Posted by Ian Chui on Thursday, October 12, 2017

 

“A Hong Kong/Canadian guy went into a Taiwanese found (T&T) and Canadian owned (Loblaws) supermarket in Canada, bought a Japanese brand tea drink with the tea original from Nuwara Eliya, Sri Lanka.”

It reminded me a post I made on facebok before I came to Sri Lanka. The increasing international trade created more interactions between nations. The Canadian consumers can now get a variety of products instead of only domestic. The Ceylon tea leaves transformed to a bottle drink and being sold in a Canadian supermarket.

The drink is sold CAD$5.99 (Rs. ~750) but how much of the revenues going back to the tea farmers? The globalization, on the other side, shows the exploitation of the developed countries to the developing countries. Each day the farmer picks around 18 kg of pekoe leaves and earn Rs 820. And the salary is used to support the whole family living. While we are in Canada enjoying an authentic tea, my question is do these tea farmers enjoy the benefits of exporting their tea leaves to worldwide? The answer is not really. There is a large proportion of the revenue of a bottle of tea drink goes to the transport, manufacturing, marketing, etc. Only less than 2% of the revenue goes to the farmer. While the developing countries gained the access of the global market to sell the cheap goods, the company relies on the market and the frontline labours can only continue working, or even work longer time.

Globalization is a big machine; it is going fast, and no one can really stop it. The corporation in developing countries should consider whether they can maintain the business in the fast changing market, but not over-relying on it. Otherwise, it is not business sustainable. In addition, the government shall set up proper and ethical labour regulations, as well as social safety nets to prevent worker exploitation.

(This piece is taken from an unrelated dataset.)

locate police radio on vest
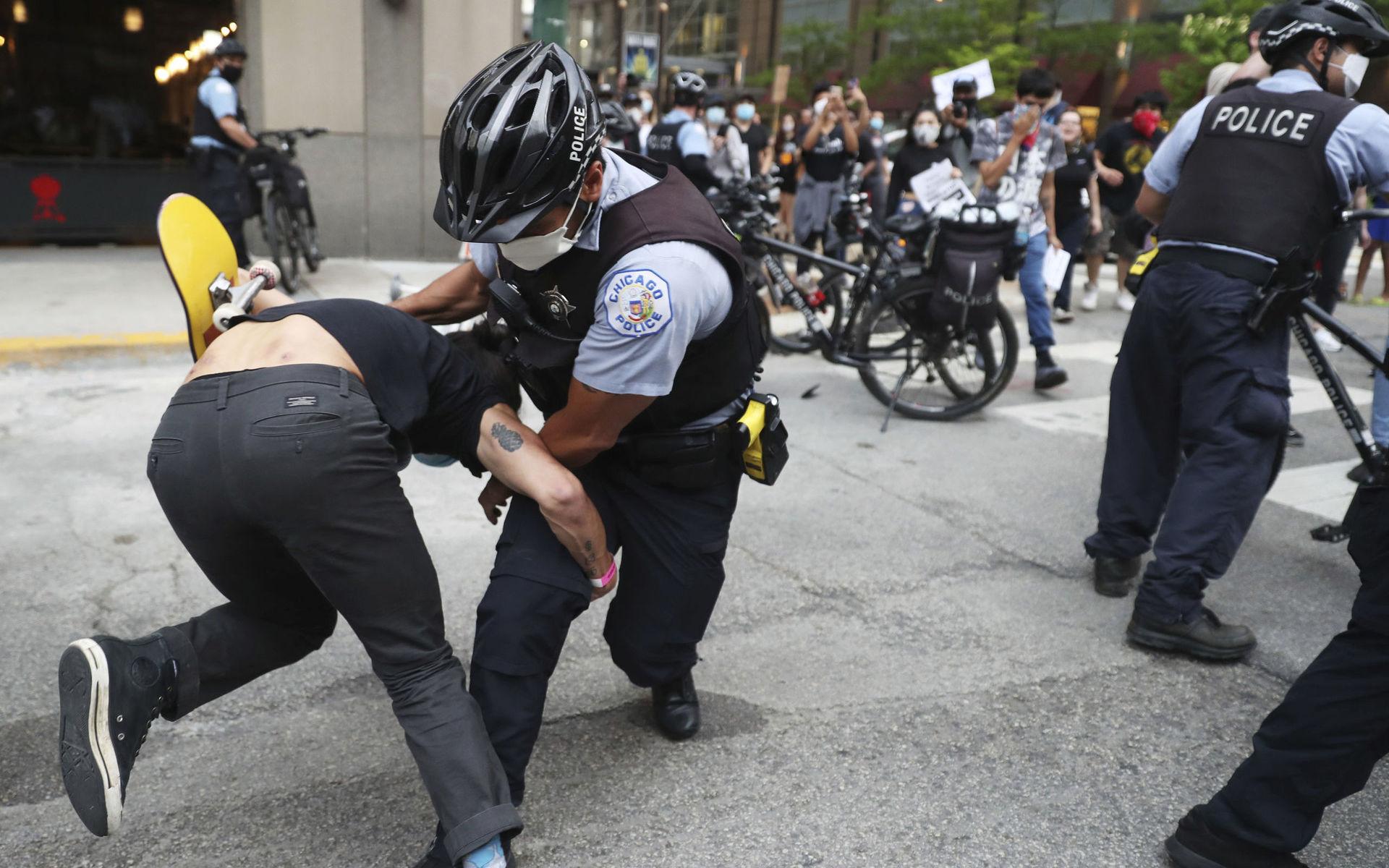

 Seeing the changing and complex, international market and the influence of the globalization, as the Sustainable Research and Marketing Officer at the Hayleys Kelani Valley Plantations PLC in Nuwara Eliya, Sri Lanka, I ask how do we maintain our business in both ethical, environmental, and economic sustainable and my mandate is to conduct research on sustainability, eco-tourism, and marketing.